One time, hiking through a more desert-like situation I decided to take my boots because I originally thought the trail would be rocky, but it was just sandy and very sweaty, I really wished I had worn my trail runners with ankle gaiters to keep the sand out of my shoes. I had to air out my feet twice they were that gross.
I had another situation at Yellowstone National Park where I was originally going on a short quick walk over to an overlook, so I grabbed my camera, a little bit of water, and my strap-on sandals for the quick stop. Turns out there was a waterfall trail just a little further down the way and I was not going to miss a chance to see a waterfall, so I started walking only to find out this waterfall was actually a 5-mile hike that I was well underprepared for. After that trek, my feet were in such extreme pain for the rest of my Yellowstone trip that I could barely stand on them! Lesson learned.
Make sure to research the terrain and wear the proper footwear for each trail. For the basic hiking shoe just make sure it has arch support and traction, everything else is really your choice.
Pushing Myself Too Hard
I personally prefer to hike alone since I can go at my own pace and take my time or push myself whenever I want to, but sometimes it's to my detriment. I have gone up so many hills thinking just a little further, just over this ledge only to get to the top and collapse from exhaustion. There is no need for me to push it all the way up the hill, I could just chill out and take my time, but I'm stubborn and challenge-driven so it can be difficult.
One way to keep yourself from going too hard is to have an activity that makes you stop on the trail. Something like bird watching, native plant ID or photography are all ways I force myself to stop and enjoy my natural surroundings instead of just charging through to the next summit.
Forgetting Extra Sunscreen
I think you can see where this is going, I put on sunscreen in the car and then forgot to take it with me, leaving me in a burning hell of a sunburn. It's so easy to damage your skin when you spend so much time outdoors as we do, but it's also just as easy to keep yourself protected.
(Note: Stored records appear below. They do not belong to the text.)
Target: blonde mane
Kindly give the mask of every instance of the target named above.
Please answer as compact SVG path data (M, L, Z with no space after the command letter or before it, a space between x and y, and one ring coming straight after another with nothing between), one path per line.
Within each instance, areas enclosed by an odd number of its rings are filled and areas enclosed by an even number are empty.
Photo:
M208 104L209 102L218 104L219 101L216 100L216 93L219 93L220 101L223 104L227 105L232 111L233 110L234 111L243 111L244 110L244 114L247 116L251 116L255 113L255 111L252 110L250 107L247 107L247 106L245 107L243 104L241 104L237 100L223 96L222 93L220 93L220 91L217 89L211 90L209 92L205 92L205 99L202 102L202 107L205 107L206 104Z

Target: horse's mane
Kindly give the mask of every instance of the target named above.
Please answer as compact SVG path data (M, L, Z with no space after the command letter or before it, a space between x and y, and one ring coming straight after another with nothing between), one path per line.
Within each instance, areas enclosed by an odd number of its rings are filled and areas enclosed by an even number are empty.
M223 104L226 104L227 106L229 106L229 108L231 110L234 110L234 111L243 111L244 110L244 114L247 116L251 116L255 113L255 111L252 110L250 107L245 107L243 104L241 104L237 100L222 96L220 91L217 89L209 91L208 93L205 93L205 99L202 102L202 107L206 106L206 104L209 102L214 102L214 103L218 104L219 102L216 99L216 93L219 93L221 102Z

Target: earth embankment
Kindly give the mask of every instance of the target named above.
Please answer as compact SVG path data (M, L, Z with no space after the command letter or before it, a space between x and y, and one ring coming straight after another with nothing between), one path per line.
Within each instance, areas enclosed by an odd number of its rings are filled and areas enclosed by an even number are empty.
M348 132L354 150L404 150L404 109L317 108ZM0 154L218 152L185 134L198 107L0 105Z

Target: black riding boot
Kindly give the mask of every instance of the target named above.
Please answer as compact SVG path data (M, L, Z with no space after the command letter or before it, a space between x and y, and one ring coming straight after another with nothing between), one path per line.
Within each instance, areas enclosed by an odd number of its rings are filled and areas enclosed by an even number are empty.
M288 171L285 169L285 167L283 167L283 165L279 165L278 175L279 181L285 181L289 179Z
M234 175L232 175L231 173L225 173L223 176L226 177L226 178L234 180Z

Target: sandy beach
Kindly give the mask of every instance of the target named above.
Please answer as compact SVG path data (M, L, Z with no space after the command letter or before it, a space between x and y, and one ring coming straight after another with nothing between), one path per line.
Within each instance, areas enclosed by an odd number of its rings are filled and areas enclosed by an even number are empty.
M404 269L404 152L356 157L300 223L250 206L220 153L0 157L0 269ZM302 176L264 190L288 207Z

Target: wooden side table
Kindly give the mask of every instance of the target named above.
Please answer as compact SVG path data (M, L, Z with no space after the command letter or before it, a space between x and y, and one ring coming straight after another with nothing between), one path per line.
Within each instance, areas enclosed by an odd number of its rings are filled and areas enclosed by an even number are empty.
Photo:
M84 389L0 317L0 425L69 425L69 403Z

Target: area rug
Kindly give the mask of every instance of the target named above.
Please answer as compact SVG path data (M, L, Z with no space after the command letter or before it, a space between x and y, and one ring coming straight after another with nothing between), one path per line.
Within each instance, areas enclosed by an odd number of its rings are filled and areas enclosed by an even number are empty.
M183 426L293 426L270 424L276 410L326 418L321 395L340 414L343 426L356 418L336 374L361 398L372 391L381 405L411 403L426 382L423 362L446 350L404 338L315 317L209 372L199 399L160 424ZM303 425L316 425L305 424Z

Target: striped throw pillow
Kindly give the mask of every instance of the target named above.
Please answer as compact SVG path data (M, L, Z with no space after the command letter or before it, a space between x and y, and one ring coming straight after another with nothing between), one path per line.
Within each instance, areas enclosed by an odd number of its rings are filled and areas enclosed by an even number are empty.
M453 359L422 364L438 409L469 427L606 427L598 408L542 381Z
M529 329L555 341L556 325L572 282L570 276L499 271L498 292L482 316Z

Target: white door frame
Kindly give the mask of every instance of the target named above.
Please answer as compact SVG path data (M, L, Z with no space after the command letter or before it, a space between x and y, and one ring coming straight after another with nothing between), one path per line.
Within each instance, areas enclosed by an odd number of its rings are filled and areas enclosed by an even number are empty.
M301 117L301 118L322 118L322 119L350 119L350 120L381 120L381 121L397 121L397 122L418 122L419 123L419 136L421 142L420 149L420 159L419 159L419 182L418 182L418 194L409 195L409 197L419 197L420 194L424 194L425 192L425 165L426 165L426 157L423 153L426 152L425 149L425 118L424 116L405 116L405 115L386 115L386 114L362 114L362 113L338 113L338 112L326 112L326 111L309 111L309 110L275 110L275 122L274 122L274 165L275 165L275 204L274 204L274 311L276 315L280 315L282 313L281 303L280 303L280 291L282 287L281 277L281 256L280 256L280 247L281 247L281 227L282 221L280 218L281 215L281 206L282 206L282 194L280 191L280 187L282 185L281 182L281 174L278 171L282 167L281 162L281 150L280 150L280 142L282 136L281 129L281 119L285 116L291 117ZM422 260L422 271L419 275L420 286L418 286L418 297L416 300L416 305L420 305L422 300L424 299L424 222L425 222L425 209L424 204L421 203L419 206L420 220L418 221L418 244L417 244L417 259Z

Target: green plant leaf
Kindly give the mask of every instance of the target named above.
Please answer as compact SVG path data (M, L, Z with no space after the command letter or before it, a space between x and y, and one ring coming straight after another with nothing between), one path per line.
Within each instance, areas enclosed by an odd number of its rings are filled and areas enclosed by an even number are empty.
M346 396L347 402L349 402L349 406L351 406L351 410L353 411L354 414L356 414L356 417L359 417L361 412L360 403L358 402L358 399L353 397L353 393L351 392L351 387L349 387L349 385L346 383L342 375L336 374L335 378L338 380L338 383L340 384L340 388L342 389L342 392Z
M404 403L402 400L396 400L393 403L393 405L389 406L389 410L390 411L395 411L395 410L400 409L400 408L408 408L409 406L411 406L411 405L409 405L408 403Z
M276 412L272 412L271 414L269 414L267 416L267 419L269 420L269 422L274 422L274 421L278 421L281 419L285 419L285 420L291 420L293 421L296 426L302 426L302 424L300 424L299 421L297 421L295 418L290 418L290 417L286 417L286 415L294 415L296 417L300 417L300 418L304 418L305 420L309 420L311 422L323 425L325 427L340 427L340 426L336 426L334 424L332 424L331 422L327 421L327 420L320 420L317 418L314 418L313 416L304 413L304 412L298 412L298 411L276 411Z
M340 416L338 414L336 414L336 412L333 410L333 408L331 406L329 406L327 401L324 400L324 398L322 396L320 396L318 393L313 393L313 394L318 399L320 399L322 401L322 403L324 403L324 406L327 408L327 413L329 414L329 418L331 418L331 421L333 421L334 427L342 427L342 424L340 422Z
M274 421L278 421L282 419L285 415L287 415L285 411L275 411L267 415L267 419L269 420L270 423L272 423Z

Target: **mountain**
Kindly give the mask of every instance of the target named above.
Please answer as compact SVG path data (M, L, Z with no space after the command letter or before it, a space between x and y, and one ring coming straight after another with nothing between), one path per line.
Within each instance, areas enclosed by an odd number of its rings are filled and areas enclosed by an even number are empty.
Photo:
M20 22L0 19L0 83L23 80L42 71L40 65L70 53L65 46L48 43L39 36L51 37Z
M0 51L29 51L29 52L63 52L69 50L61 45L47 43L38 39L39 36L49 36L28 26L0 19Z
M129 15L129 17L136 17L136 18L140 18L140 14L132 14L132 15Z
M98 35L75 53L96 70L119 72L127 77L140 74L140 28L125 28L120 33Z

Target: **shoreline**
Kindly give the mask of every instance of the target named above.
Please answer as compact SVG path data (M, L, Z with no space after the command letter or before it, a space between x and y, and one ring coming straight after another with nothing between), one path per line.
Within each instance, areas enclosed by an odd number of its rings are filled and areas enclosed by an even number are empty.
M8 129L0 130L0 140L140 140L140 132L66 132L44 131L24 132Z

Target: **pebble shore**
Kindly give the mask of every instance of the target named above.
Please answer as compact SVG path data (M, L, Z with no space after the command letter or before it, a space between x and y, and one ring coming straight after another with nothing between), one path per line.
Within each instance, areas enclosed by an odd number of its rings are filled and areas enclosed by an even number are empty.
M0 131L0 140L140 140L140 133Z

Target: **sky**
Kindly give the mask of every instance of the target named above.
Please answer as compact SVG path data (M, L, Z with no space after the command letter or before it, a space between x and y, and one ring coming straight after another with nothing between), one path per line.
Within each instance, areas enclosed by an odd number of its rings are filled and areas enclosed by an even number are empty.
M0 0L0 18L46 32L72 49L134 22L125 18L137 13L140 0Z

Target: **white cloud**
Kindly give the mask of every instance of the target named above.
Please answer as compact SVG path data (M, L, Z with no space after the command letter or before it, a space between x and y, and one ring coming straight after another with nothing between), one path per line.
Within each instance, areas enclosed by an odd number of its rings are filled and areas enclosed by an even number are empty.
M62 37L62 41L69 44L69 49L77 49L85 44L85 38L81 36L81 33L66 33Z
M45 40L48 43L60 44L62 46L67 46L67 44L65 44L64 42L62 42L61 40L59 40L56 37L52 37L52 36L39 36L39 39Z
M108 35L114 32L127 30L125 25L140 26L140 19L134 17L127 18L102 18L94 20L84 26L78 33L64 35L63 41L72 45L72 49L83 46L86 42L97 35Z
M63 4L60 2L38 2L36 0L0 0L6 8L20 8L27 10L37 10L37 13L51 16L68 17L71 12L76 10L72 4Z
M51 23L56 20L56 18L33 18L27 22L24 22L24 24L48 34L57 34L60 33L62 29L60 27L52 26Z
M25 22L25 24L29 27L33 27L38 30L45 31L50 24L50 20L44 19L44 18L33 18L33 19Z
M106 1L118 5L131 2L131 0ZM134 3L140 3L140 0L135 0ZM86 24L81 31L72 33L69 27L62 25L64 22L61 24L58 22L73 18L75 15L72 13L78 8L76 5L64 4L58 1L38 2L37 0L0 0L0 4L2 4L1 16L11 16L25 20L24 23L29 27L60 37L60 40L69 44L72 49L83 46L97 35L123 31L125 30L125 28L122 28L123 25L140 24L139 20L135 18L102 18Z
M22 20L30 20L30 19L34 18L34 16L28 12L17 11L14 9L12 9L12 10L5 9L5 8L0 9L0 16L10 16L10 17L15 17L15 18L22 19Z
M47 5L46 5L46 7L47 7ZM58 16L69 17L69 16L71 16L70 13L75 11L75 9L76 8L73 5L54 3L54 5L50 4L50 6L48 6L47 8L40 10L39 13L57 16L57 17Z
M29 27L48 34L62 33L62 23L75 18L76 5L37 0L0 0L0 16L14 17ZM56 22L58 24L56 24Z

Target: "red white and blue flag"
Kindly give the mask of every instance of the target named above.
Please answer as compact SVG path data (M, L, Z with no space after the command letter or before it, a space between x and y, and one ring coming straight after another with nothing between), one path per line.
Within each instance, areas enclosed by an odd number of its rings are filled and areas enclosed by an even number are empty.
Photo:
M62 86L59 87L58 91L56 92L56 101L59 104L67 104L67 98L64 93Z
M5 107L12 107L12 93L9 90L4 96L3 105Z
Remember to keep extra sunscreen with your hiking bag, especially for your face and shoulders, and try to bring hats and sunglasses to protect yourself in other ways because a bad sunburn can seriously ruin a good hike.
Not Using Microspikes
I told myself for so long that I didn't need microspikes, that I never go hiking in the winter and I can manage with just trekking poles if it gets slippery. Wrong! Even in the spring, there can be trails covered in snow or ice that are almost impossible to cross without spikes on your feet. When I tried to hike Rocky Mountain National Park in April with just hiking poles I was holding on for dear life! Even in the mountains of Southern California, we had an ice situation that almost sent me down the side of the mountain.
Luckily now I have spikes and I carry them any time I know I'm going into elevation between the months of November and April! While products like Microspikes can be expensive ( and I highly suggest getting the actual brand, not the knock-offs that will break in a hike or two) they are worth the price for creating a more enjoyable and possible hiking experience.
While I'm probably forgetting a few other mistakes I've made in my hiking career, these are some of the bigger and easily avoidable mistakes that I don't want you to make. Simply think before leaving your house, do I have my water, proper shoes, the weather looked up, trail downloaded? A quick and easy check will get you on the right path to having a fantastic time outdoors.
What kinds of mistakes have you made while hiking in the wilderness? Everyone has their flaws and I'd love to learn from your small missteps as well!